Merchi smuchi pour les Gaucher. Moi aussi j’ai eu 2 semaine pour le tester mais je ne suis arriver que dans la 2 eme ville après le train… comment tu fais pour aller si vite? (enfin j’ai toutes les améliorations d’armure, de vie, d’arme et trophée sauf certaines techniques).
Par contre je ne suis pas trop d’accord sur le verrouillage automatique, il verrouille automatiquement le plus proche de toi, celui qui est le plus susceptible de te mettre son sabre entre tes omoplates.
Par contre je vraiment bluffé par le graphisme du jeux, propre nikel et les chargement sont habillement caché par les ouverture de porte plutôt qu’un écran noir et une barre ou pas de chargement.

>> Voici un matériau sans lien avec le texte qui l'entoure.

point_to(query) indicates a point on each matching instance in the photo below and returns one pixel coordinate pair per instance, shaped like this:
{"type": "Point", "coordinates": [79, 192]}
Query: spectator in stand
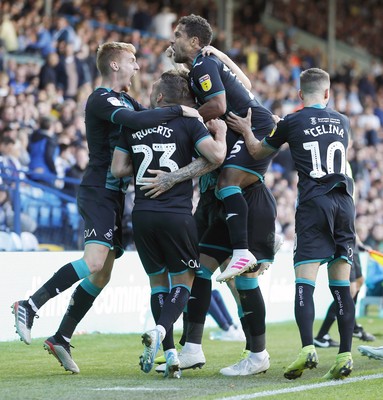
{"type": "Point", "coordinates": [76, 171]}
{"type": "Point", "coordinates": [48, 72]}
{"type": "Point", "coordinates": [40, 39]}
{"type": "Point", "coordinates": [70, 71]}
{"type": "Point", "coordinates": [162, 24]}
{"type": "Point", "coordinates": [142, 18]}
{"type": "Point", "coordinates": [20, 83]}
{"type": "Point", "coordinates": [43, 149]}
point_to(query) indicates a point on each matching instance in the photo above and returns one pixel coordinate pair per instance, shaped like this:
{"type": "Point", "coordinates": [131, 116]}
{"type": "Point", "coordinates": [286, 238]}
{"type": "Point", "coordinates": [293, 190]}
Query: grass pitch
{"type": "Point", "coordinates": [109, 370]}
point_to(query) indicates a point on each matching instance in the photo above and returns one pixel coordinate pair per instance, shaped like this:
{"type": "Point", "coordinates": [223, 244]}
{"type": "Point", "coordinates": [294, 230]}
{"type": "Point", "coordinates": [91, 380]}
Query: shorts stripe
{"type": "Point", "coordinates": [338, 283]}
{"type": "Point", "coordinates": [306, 281]}
{"type": "Point", "coordinates": [159, 289]}
{"type": "Point", "coordinates": [245, 283]}
{"type": "Point", "coordinates": [188, 288]}
{"type": "Point", "coordinates": [204, 273]}
{"type": "Point", "coordinates": [228, 191]}
{"type": "Point", "coordinates": [89, 287]}
{"type": "Point", "coordinates": [81, 268]}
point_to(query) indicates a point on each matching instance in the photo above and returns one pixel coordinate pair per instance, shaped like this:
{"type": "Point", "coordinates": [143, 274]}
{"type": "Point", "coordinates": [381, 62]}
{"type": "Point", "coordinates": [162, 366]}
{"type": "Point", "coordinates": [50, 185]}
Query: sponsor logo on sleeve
{"type": "Point", "coordinates": [205, 82]}
{"type": "Point", "coordinates": [115, 101]}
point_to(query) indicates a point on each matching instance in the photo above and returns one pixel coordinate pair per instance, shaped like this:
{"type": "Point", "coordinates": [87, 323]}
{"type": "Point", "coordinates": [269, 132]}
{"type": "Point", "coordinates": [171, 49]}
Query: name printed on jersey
{"type": "Point", "coordinates": [332, 126]}
{"type": "Point", "coordinates": [205, 82]}
{"type": "Point", "coordinates": [160, 129]}
{"type": "Point", "coordinates": [115, 101]}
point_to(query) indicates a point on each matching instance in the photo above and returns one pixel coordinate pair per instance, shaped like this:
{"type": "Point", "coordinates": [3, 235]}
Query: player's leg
{"type": "Point", "coordinates": [356, 282]}
{"type": "Point", "coordinates": [262, 213]}
{"type": "Point", "coordinates": [342, 221]}
{"type": "Point", "coordinates": [80, 303]}
{"type": "Point", "coordinates": [230, 192]}
{"type": "Point", "coordinates": [93, 260]}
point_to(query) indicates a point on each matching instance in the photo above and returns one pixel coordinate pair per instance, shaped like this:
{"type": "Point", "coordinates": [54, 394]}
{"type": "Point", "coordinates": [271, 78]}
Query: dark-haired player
{"type": "Point", "coordinates": [219, 91]}
{"type": "Point", "coordinates": [100, 199]}
{"type": "Point", "coordinates": [318, 138]}
{"type": "Point", "coordinates": [165, 232]}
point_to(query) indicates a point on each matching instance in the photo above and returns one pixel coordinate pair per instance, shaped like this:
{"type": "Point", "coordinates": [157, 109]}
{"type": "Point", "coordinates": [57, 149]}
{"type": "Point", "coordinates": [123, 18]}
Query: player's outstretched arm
{"type": "Point", "coordinates": [207, 50]}
{"type": "Point", "coordinates": [163, 181]}
{"type": "Point", "coordinates": [121, 164]}
{"type": "Point", "coordinates": [243, 126]}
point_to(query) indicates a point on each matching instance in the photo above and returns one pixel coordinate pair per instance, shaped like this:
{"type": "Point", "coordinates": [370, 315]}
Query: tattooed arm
{"type": "Point", "coordinates": [163, 181]}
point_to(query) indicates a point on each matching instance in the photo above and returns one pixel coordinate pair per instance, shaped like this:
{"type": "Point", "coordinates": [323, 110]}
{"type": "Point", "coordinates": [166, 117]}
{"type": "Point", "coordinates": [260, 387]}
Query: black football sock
{"type": "Point", "coordinates": [236, 218]}
{"type": "Point", "coordinates": [253, 307]}
{"type": "Point", "coordinates": [304, 311]}
{"type": "Point", "coordinates": [216, 313]}
{"type": "Point", "coordinates": [345, 315]}
{"type": "Point", "coordinates": [198, 307]}
{"type": "Point", "coordinates": [328, 321]}
{"type": "Point", "coordinates": [185, 322]}
{"type": "Point", "coordinates": [246, 330]}
{"type": "Point", "coordinates": [173, 306]}
{"type": "Point", "coordinates": [63, 279]}
{"type": "Point", "coordinates": [81, 302]}
{"type": "Point", "coordinates": [222, 306]}
{"type": "Point", "coordinates": [157, 300]}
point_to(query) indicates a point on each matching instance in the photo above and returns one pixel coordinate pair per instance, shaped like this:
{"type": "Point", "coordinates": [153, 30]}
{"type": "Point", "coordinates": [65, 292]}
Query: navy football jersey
{"type": "Point", "coordinates": [318, 140]}
{"type": "Point", "coordinates": [210, 77]}
{"type": "Point", "coordinates": [169, 147]}
{"type": "Point", "coordinates": [106, 112]}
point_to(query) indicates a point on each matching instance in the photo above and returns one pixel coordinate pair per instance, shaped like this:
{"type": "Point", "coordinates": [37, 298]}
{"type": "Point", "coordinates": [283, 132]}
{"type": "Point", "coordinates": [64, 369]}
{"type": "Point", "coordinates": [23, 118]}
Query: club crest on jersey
{"type": "Point", "coordinates": [114, 101]}
{"type": "Point", "coordinates": [205, 82]}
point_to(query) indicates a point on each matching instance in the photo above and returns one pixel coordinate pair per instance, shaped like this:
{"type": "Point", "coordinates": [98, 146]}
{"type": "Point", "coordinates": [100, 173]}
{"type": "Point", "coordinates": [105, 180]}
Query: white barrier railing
{"type": "Point", "coordinates": [123, 306]}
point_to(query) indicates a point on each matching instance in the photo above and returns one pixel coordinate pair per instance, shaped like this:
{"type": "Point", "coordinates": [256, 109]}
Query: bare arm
{"type": "Point", "coordinates": [163, 181]}
{"type": "Point", "coordinates": [214, 108]}
{"type": "Point", "coordinates": [121, 164]}
{"type": "Point", "coordinates": [243, 126]}
{"type": "Point", "coordinates": [214, 148]}
{"type": "Point", "coordinates": [229, 63]}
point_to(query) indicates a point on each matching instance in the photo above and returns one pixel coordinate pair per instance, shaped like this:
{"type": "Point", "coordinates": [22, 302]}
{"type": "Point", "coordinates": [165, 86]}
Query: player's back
{"type": "Point", "coordinates": [318, 140]}
{"type": "Point", "coordinates": [168, 147]}
{"type": "Point", "coordinates": [102, 136]}
{"type": "Point", "coordinates": [210, 77]}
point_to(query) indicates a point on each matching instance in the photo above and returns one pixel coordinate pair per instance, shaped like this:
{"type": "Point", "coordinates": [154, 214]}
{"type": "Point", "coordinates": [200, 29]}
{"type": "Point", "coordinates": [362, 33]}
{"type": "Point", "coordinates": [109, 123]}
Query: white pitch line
{"type": "Point", "coordinates": [302, 388]}
{"type": "Point", "coordinates": [130, 389]}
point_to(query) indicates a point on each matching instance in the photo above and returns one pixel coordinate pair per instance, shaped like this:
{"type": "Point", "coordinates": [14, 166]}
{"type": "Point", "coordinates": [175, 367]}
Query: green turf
{"type": "Point", "coordinates": [109, 370]}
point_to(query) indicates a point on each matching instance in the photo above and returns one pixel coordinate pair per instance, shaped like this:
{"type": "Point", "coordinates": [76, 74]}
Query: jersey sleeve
{"type": "Point", "coordinates": [122, 143]}
{"type": "Point", "coordinates": [108, 106]}
{"type": "Point", "coordinates": [279, 136]}
{"type": "Point", "coordinates": [206, 78]}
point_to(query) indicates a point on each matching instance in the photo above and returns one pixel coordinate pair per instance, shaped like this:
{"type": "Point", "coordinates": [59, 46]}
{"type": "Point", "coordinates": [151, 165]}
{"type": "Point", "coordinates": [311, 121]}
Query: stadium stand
{"type": "Point", "coordinates": [269, 54]}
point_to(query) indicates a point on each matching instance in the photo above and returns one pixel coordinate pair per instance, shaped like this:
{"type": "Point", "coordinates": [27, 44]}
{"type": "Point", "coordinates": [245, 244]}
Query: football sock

J’aurais bien rajouté une chasse au étoile de shériff (que je fais parce que je suis cupide)
Et puis il faut noter aussi que pour 40 euros de moins qu’un jeux de XBOX ou de PS3 pour le même amusement ou temps de jeux.
J’ai pas été très vite. J’ai aussi eu toutes les améliorations et tout le bazar, mais vers la fin du jeu, pas dès le début, donc tu dois tourner un peu plus que moi :p
Pour le verrouillage, je maintiens. J’ai pété une pile moi dans les premières heures, il me faisait vraiment n’importe quoi :/
Par contre, pour les 40€ de moins, suis pas d’accord, 20 à tout casser :p Je compte le prix avec Wii Motion Plus sachant que cette petite merde est obligatoire ^^ C’est comme dire que DJ Hero valait 50€ à sa sortie alors que sans la platine il n’a aucun intérêt
Mais c’est vrai que de bons jeux sur Wii, vu les prix tout de même inférieurs aux 2 autres consoles, ça fait plaisir. Ubi s’est pas foutu de notre gueule sur ce coup-là !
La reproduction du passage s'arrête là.